Policymakers could see benefits beyond greater monetary policy control from coordinated currency appreciation. Stronger currencies would increase the buying power of Asian consumers. This strengthening of domestic demand is essential for Asia to reduce its dependence on Western markets and thus its vulnerability to economic shocks from overseas.
“Asian countries must transform from a system that relies on Western imports to one that relies more on self-generated demand,” explains Frank Song, professor of economics at the University of Hong Kong. “That’s the key, but it’s a very challenging task.”
Asia is making some progress on this task. Asia’s current recovery, in fact, comes during an export contraction, which demonstrates that internal demand is clearly playing a stronger role in the economy. Relying on this measure to demonstrate domestic demand strength could be misleading, however. Government spending has driven much of this demand, and the withdrawal of stimulus measures could weaken domestic markets.

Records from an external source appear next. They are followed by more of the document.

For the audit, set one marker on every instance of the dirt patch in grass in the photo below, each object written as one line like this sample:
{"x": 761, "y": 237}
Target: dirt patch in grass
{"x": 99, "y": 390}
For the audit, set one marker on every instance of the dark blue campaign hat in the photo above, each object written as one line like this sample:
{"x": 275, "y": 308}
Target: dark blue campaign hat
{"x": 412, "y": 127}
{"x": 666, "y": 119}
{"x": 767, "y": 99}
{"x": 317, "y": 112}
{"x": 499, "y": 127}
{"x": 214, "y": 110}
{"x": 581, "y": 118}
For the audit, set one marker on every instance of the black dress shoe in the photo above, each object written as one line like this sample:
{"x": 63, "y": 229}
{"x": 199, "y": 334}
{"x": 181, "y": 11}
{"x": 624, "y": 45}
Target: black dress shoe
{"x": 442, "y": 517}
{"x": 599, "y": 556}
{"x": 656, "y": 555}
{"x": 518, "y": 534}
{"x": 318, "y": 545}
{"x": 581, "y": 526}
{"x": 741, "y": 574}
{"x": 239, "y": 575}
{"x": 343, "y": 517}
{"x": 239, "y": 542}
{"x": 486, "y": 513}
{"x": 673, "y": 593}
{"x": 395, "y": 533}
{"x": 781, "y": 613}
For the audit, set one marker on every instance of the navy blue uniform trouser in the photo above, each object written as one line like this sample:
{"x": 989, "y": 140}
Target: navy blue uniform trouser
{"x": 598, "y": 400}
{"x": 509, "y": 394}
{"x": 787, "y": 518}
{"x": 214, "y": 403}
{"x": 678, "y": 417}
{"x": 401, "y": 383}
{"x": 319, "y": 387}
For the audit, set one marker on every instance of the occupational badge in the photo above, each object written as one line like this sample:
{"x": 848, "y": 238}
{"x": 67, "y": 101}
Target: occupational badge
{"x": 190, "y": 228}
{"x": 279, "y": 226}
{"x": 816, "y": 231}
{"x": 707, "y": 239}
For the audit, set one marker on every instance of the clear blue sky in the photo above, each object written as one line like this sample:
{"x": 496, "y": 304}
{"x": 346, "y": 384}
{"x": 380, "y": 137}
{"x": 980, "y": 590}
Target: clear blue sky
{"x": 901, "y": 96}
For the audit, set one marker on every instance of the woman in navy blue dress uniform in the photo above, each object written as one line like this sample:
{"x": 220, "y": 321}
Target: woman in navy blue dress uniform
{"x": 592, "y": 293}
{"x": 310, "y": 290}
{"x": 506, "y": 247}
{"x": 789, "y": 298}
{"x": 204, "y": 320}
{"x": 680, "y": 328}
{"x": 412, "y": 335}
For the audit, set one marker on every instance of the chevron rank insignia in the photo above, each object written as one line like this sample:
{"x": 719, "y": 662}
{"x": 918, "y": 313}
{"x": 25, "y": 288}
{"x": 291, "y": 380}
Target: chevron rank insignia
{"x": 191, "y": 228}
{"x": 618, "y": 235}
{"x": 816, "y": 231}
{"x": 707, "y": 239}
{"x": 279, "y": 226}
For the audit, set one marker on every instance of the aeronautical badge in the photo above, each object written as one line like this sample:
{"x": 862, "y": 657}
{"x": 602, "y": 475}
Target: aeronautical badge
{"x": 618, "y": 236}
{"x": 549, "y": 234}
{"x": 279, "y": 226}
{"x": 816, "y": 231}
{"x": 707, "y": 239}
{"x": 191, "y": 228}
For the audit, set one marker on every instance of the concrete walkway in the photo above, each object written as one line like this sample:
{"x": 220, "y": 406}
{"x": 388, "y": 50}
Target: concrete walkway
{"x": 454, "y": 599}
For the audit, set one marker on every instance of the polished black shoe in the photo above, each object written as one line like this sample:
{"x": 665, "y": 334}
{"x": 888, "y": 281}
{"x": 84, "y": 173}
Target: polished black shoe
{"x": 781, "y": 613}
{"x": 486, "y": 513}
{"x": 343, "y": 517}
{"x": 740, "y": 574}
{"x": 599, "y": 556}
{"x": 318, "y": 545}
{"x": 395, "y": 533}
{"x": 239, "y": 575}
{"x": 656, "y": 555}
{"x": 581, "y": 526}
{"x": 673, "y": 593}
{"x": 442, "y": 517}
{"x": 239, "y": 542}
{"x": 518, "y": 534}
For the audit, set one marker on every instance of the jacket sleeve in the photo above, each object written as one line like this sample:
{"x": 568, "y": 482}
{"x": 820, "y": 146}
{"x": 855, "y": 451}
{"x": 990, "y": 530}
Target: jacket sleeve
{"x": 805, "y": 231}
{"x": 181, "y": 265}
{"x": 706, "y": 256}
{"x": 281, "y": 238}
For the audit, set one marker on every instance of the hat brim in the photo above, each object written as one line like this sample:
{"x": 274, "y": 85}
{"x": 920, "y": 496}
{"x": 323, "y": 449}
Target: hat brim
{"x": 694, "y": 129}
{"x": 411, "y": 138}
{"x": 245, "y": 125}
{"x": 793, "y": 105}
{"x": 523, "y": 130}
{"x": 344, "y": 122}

Neumann: “Ideally, you want to see Asian currencies appreciate to rebalance the global economy”
“The stimulus package cannot go on forever,” explains Song. “At some point there has to be some increase in private investment and consumption. Whether Asia can sustain growth depends on the restructuring of the economy in the longer run. The imbalance in the global economy must be addressed head on.”
Here, too, there are signs of progress. Loan guarantee programs for small and medium-size enterprises (SMEs) are keeping financing channels open for small, private companies, which tend to be more labor-intensive and domestically oriented than larger corporations, while increased labor demand is pushing up employment and wages. Governments are investing more in pensions, education and health services, freeing up precautionary savings and thus consumption capacity. As a result of these trends, Asia’s increase in consumption this year will offset the decrease in consumption in the US, according to HSBC estimates.
Consumers are not the only ones saving too much, however. The IMF, in its October regional report, points to another trend inhibiting Asia’s consumption: a rise in corporate savings. According to the IMF, “rising corporate savings, stagnant corporate investment and a lack of offsetting behavior by households have led to a widening of the region’s current-account surplus, directly contributing to the global imbalances of the past decade.”
The IMF points to two major causes of this savings surfeit. First, financing options are limited, meaning that corporations have to fully fund their own projects or, in the case of emergencies, their own survival. Second, corporate governance is weak, allowing management to hold on to cash rather than pay out dividends to shareholders. Consequently, the IMF says, Asia’s economies would benefit from improved financial mechanisms and greater corporate governance: “Greater financial development could increase access to capital for a greater number of firms and reduce firms’ need to retain earnings in order to self-finance profitable investment projects. Meanwhile, improvements in corporate governance could impose greater discipline on corporate managers and create incentives for them to retain earnings only insofar as their firms have profitable projects in which to invest.”
The reforms necessary to more efficiently channel Asia’s corporate and personal savings into productive investment and consumer spending will take time, but the global financial crisis has highlighted their importance. The crisis exposed the extent of Asia’s dependence on Western financial systems and consumer markets. Asia’s rapid recovery, on the other hand, has shown the region’s underlying economic strength. Asia must now build on that strength to reduce its dependence on the West and unleash its potential as an economic engine for the region and the world.